Serious frauds office investigates SHCIL
Sucheta Dalal 15 Aug 2007

Serious frauds office investigates SHCIL

 

By Sucheta Dalal

 

15 August 2007: The clean-up action at the beleaguered Stock Holding Corporation of India (SHCIL) is proceeding on two fronts – the company itself is trying to move past the many dubious activities of the previous CEO R.Jayaraman Iyer by undoing his many decisions to alienate most lucrative of aspects of its businesses into a series of private companies. (click under SHCIL for more); on the other hand the Serious Frauds Investigation Office (SFIO) will start its own probe into SHCIL on August 16, in addition to the low key and on-going investigation by the Central Bureau of Investigation (CBI).

The SFIO is attached to the Ministry of Company Affairs (MCA), which often does not see eye-to-eye with the capital market regulator. It is interesting that SFIO has launched an investigation, while the Securities and Exchange Board of India (SEBI) has done nothing more than send out some desultory queries to SHCIL, when at least three of its key business activities are regulated by it.

To recap, the turmoil at SHCIL has been over the large e-stamping contract that it has bagged in several Indian States. Ironically, electronic stamping has been touted as effort to eliminate fraud in the use and issue of stamp paper, in the wake of the multi-thousand crore fake stamp paper scam (Telgi scam).

Instead of working towards creating a scam free system, SHCIL’s former CEO embarked on a series of dubious moves to divert profits from the e-stamping contract to SHCIL Services Ltd (SSL) and its wholly owned subsidiary based in Singapore called Unitec Value solutions. Jayaraman Iyer, along with his fellow conspirator S.Ramanathan achieved this by surreptitiously diluting SHCIL’s holding in SSL (once a wholly owned subsidiary)  to a minority through the clandestine induction of two private individuals and a Singapore based entity as substantial shareholders.

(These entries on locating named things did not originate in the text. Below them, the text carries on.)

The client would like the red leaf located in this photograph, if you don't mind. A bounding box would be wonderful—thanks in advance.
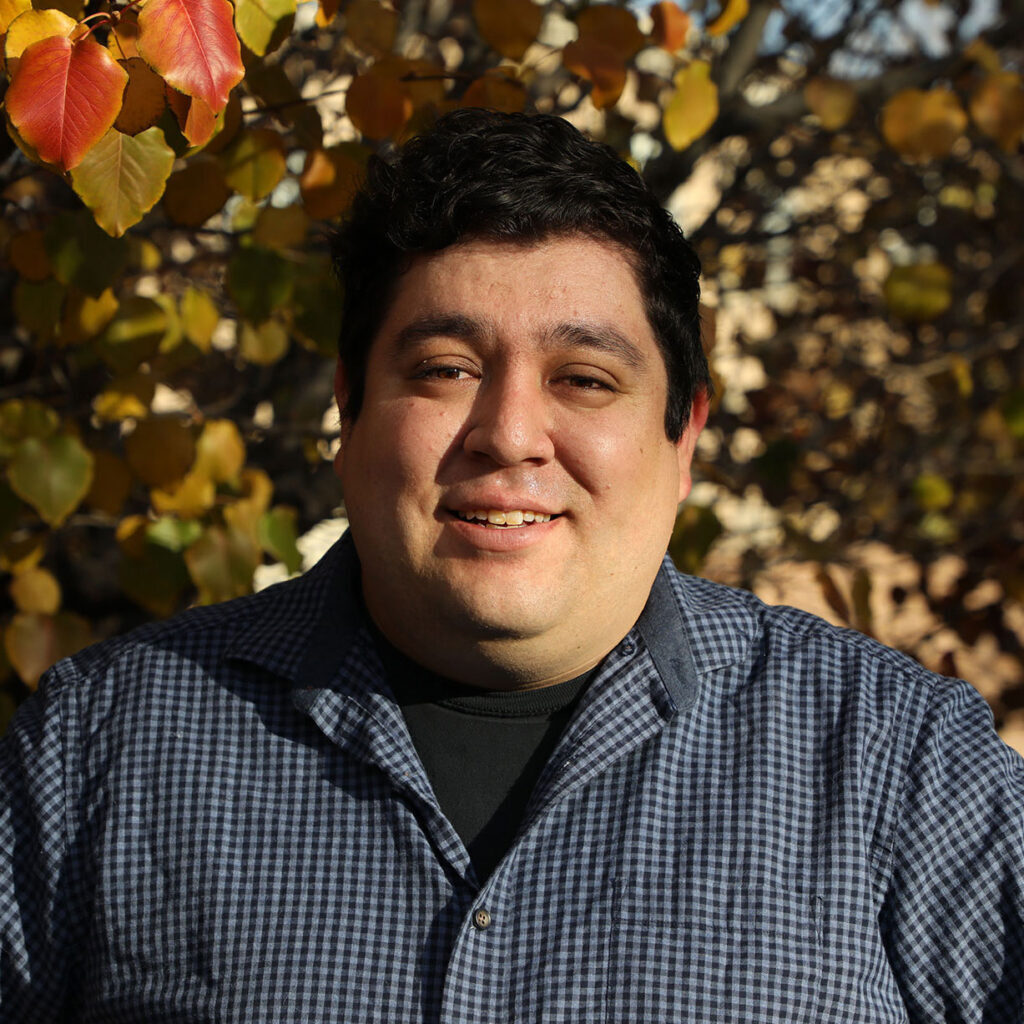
[138,0,245,114]
[6,36,128,171]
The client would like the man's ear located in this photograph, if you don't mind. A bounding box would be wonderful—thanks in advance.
[334,359,349,476]
[676,388,709,502]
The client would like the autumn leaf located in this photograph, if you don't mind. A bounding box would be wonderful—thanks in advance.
[882,87,968,162]
[663,60,718,150]
[234,0,294,57]
[138,0,245,113]
[345,66,413,138]
[562,37,627,110]
[71,128,174,238]
[7,434,92,526]
[707,0,750,36]
[804,76,857,131]
[650,0,690,53]
[5,36,128,171]
[114,57,167,135]
[473,0,544,60]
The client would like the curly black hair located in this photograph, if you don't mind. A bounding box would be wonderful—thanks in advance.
[332,109,712,441]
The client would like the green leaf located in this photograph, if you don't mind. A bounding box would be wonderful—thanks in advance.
[145,515,203,551]
[94,295,168,374]
[259,505,302,572]
[71,128,174,237]
[44,210,131,298]
[7,434,92,526]
[13,278,68,342]
[234,0,295,57]
[227,247,294,324]
[185,526,260,604]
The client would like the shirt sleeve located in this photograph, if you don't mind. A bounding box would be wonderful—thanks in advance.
[881,679,1024,1024]
[0,674,75,1024]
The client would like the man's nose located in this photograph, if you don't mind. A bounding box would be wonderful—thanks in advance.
[463,374,554,466]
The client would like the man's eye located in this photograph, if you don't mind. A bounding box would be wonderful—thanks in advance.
[564,374,611,391]
[416,367,469,381]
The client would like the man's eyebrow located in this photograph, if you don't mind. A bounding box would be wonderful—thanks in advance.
[551,321,647,370]
[394,313,486,353]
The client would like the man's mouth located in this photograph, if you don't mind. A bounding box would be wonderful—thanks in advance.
[455,509,557,529]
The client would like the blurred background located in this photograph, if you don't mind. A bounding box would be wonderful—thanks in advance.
[0,0,1024,751]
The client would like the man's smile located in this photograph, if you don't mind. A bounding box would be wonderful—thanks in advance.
[454,509,558,528]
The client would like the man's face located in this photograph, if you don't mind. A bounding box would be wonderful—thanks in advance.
[337,236,707,686]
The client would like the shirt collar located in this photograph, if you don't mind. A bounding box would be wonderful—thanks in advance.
[228,532,754,711]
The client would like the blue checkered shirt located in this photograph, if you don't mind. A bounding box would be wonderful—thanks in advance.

The plan was thwarted when the Prime Minister’s Office (PMO) ordered the removal of Jayaraman Iyer around the middle of April and asked IDBI, one of SHCIL’s largest shareholders to take charge. The SHCIL board, which had allowed its wholly owned subsidiary to slip out of its control tried to regain lost ground. IDBI Chairman V.P.Shetty deputed Mr.R.K.Bansal, its Chief General Manager to take charge at SHCIL.

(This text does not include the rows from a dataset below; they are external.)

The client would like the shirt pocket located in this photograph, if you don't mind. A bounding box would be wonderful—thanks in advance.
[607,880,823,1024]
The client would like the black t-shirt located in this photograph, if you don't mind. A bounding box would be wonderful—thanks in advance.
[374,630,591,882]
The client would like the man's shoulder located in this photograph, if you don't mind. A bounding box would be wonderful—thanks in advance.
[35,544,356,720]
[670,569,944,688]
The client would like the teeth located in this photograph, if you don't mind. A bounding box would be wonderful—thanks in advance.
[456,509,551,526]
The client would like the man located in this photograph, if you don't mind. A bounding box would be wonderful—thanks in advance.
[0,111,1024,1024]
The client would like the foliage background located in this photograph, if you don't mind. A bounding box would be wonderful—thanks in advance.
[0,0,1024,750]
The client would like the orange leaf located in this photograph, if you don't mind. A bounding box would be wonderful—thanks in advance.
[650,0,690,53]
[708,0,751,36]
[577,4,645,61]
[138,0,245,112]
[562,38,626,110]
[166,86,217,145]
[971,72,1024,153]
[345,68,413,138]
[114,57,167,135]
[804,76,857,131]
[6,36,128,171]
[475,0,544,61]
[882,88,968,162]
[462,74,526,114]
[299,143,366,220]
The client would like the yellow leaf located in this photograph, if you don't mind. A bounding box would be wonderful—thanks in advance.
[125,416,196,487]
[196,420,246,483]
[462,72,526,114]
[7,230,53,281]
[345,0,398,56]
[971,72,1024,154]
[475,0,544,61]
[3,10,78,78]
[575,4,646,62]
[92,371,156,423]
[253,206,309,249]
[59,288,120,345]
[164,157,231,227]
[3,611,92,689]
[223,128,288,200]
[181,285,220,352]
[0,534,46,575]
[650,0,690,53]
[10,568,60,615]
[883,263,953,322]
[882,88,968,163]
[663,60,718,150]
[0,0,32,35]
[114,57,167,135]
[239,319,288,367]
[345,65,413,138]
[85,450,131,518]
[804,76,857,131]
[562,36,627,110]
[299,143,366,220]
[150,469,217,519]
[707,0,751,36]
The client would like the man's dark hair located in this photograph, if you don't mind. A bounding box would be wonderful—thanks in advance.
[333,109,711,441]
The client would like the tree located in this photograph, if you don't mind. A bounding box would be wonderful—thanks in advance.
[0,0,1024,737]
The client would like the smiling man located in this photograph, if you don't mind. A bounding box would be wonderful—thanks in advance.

Four major actions by Mr.Bansal have been – to order a forensic audit by KPMG, which is due sometime this month; a complaint before the Company Law Board regarding the alienation of SSL, which allowed the parent to get control over its shareholding; attempt to buy back the private shareholding of some of the individual who were given shares in SSL and finally acquisition of control Unitech, the Singapore subsidiary of SSL (for more on this check the next article).

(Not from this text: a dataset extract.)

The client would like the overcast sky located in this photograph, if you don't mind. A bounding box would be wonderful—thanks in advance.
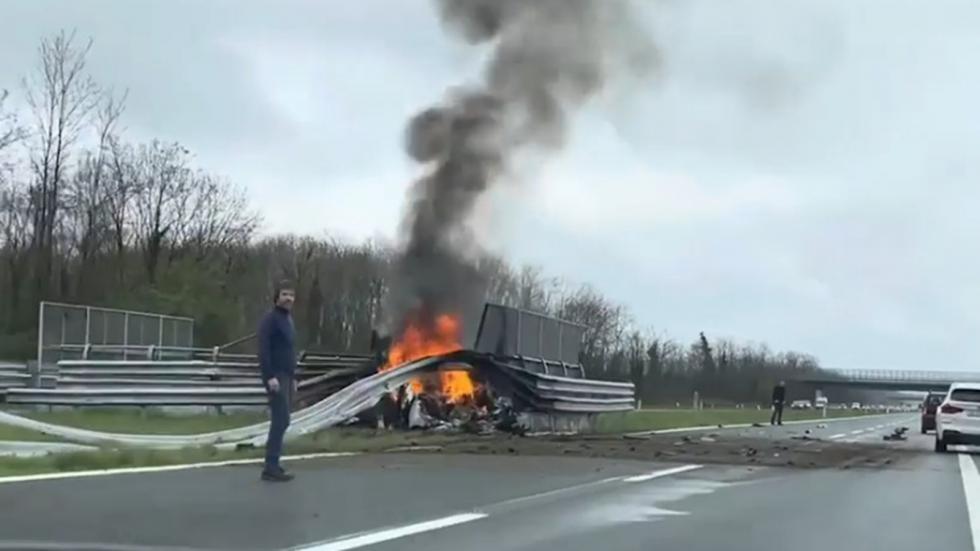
[0,0,980,370]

However, a clean up by SHCIL alone is not enough, because it does not provide adequate checks and balances. We learn from reliable sources that there is a serious attempt to dilute the KPMG forensic audit to let off senior SHCIL officials who where party to all the dubious contracts by the previous management. Almost all of them continue to play an active role in the current management.

Strangely, since SEBI has taken no action, only an independent investigation by SFIO or the CBI would be in a position to pin down responsibility and provide a fair report. This is especially important, because even today, there are senior officials at SHCIL who are ready to do deals to sell official documents. Even the present management under Mr.Bansal remains clueless about their influence, or the activities of some institutional shareholders of SHCIL. Moreover, IDBI itself has a new chairman in Yogesh Agarwal and he probably is not fully informed about the SHCIL scam.